Lashmar chipped at an egg, a thoughtful smile upon his countenance.
“Can you tell me anything about Mrs. Toplady?” he inquired.
“Only what I have heard from Lady Ogram.”
Constance sketched a biography. The lady had been twice married, first in early youth to a man who had nothing, and who became phthisical; during his illness they suffered from dire poverty and, at her husband’s death, the penniless widow received great kindness from Lady Ogram, whose acquaintance she had made accidentally. Two years afterwards, she married a northern manufacturer of more than twice her age; an instance (remarked Miss Bride) of natural reaction. It chanced that a Royal Personage, on a certain public occasion, became the guest of the manufacturer, who had local dignities; and so well did Mrs. Toplady play her part of hostess that Royalty deigned to count her henceforth among its friends. Her husband would have received a title, but an inopportune malady cut short his life. A daughter of the first marriage still lived; she had wedded into the army, and was little heard of. Mrs. Toplady, a widow unattached, took her ease in the world.

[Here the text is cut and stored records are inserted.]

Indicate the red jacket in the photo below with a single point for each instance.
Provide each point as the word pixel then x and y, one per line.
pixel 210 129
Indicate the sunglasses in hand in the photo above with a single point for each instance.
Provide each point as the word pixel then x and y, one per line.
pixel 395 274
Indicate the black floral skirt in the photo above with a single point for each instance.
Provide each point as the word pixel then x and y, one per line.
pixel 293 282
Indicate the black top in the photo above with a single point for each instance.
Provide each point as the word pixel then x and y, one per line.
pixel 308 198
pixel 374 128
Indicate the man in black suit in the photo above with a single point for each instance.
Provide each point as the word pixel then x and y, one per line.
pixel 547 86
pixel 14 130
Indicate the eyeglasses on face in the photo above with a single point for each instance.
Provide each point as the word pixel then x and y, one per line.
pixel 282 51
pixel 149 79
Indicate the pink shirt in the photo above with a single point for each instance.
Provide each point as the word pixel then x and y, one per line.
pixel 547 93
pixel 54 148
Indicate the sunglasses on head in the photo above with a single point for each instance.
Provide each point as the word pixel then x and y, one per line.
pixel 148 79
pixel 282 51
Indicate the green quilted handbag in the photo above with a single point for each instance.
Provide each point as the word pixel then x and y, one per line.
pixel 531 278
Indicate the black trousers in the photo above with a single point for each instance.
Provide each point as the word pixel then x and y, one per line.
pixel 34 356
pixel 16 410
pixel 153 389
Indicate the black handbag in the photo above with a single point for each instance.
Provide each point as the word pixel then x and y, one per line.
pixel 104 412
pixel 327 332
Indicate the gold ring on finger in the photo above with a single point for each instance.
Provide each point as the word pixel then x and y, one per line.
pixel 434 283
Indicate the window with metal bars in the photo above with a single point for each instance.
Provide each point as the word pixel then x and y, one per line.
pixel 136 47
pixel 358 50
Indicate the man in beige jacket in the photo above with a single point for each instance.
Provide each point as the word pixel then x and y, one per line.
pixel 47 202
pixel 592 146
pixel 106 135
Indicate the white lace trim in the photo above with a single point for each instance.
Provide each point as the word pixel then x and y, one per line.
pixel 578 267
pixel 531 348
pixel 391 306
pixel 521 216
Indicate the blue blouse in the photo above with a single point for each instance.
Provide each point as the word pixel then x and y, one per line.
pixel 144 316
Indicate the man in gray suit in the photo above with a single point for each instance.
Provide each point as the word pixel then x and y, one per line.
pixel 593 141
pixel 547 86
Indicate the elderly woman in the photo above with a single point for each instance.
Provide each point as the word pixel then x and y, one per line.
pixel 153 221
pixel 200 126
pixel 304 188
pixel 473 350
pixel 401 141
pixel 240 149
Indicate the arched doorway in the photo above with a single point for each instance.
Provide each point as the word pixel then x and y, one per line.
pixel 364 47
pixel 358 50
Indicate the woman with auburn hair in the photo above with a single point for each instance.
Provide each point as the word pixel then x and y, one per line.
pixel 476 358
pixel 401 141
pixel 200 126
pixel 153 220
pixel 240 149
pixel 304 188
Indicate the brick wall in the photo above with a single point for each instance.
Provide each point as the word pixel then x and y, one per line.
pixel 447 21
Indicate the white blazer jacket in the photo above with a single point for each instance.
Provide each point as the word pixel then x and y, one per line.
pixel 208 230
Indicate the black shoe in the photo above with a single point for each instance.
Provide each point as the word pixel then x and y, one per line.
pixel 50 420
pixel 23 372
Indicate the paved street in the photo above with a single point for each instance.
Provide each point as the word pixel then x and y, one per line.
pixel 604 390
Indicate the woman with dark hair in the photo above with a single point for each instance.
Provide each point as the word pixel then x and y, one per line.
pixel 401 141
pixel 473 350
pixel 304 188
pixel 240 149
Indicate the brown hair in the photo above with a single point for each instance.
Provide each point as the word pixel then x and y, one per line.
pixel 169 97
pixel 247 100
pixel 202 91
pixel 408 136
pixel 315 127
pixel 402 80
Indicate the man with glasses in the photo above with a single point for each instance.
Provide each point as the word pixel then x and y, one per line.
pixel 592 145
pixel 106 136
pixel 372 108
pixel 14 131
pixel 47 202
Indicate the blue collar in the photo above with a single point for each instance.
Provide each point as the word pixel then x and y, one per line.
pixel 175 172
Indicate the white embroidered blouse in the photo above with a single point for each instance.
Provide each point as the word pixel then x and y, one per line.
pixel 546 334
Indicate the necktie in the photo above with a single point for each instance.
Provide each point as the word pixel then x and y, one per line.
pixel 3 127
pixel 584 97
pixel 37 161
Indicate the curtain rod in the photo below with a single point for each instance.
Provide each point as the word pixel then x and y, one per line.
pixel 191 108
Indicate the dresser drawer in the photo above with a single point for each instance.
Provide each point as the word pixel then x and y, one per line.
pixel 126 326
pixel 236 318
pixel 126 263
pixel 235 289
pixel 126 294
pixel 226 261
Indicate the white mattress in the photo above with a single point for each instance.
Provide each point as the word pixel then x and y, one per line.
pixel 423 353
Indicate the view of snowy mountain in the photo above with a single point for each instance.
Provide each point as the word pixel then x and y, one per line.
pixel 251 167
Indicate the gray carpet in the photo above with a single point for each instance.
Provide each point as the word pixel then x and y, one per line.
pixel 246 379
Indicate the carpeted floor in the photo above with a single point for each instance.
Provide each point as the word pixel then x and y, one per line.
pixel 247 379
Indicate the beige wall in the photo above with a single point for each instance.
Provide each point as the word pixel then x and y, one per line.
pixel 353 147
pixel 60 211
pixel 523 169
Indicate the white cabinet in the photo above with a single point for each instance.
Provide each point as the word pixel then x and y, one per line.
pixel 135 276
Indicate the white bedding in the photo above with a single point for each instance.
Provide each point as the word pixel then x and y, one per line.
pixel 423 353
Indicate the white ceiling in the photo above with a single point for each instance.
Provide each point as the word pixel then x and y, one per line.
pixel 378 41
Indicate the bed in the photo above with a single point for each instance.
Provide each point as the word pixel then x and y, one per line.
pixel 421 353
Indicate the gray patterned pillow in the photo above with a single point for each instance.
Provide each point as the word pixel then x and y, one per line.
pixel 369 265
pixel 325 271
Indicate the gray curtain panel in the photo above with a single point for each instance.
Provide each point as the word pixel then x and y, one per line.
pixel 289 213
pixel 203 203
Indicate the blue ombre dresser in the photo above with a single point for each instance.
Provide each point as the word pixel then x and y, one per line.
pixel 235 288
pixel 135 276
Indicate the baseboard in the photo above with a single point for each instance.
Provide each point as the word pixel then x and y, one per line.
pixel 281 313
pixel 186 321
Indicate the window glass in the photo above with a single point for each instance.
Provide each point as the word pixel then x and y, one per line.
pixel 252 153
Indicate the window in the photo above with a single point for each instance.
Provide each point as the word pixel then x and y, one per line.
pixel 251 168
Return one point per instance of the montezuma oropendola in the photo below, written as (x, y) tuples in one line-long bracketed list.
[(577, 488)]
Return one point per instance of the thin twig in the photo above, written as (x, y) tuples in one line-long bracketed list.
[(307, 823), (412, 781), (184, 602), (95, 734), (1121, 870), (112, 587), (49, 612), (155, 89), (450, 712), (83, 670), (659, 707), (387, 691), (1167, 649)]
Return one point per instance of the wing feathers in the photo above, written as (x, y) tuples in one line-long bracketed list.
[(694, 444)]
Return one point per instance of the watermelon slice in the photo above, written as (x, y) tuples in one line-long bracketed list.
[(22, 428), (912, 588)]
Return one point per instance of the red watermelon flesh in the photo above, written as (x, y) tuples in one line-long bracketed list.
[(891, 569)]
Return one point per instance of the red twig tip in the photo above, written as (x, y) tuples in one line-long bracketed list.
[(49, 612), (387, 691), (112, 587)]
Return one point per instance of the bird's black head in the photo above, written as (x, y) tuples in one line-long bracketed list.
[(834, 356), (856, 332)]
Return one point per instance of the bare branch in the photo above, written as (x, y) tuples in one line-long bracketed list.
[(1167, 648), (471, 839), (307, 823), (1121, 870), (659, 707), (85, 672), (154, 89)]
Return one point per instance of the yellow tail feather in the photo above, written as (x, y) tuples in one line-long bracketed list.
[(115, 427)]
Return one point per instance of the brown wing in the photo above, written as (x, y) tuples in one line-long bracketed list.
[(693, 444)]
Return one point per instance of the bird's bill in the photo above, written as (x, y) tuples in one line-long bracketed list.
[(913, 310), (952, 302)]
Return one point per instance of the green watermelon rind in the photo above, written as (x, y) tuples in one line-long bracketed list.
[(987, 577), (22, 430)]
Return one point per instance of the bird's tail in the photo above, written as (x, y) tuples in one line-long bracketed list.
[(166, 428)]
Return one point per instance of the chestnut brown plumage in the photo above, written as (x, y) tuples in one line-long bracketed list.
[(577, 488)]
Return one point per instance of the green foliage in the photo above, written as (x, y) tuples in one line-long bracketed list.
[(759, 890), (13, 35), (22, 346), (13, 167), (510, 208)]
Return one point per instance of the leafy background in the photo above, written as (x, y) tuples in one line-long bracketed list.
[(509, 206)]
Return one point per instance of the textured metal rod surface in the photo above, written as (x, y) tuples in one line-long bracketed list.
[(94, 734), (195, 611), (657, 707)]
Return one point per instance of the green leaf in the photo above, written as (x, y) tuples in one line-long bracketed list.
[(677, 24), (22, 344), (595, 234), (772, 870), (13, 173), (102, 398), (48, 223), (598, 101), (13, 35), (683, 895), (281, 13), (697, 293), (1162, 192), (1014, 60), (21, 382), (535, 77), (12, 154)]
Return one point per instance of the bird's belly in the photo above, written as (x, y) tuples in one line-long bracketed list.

“She has seven or eight thousand a year,” said Constance, “and spends it all on herself. Naturally, she is a very polished and ornamental person.”
“Something more than that, I fancy,” returned Dyce, musing.
“Oh, as Lady Ogram would say, she is not a fool.”
Dyce smiled, and let the topic pass. He was enjoying his breakfast, and, under this genial influence, presently felt moved to intimate speech.
“You live very comfortably here, don’t you? You have no objection on principle to this kind of thing?”—his waving hand indicated the well-spread table.
“I? Certainly not. Why should I object to civilisation?”
“I’m not quite sure that I have got at your point of view yet,” answered Dyce, good-humouredly. “You know mine. The tools to him who can use them. A breakfast such as this puts us at an advantage over the poorer world for the rest of the day. But the advantage isn’t stolen. How came we here? Is it merely the cost of the railway ticket that transports me from my rasher in a London lodging to reindeer’s tongue and so on in the breakfast-room at Rivenoak? I fancy not.”
He paused. Was it wise to hint before Constance that he had lived rather poorly? He hoped, and believed, that she knew nothing definite as to his circumstances.
“Why, no,” she assented, with a smile. “I, for example, have perhaps some part in it.”
Dyce gazed at her, surprised at this frankness.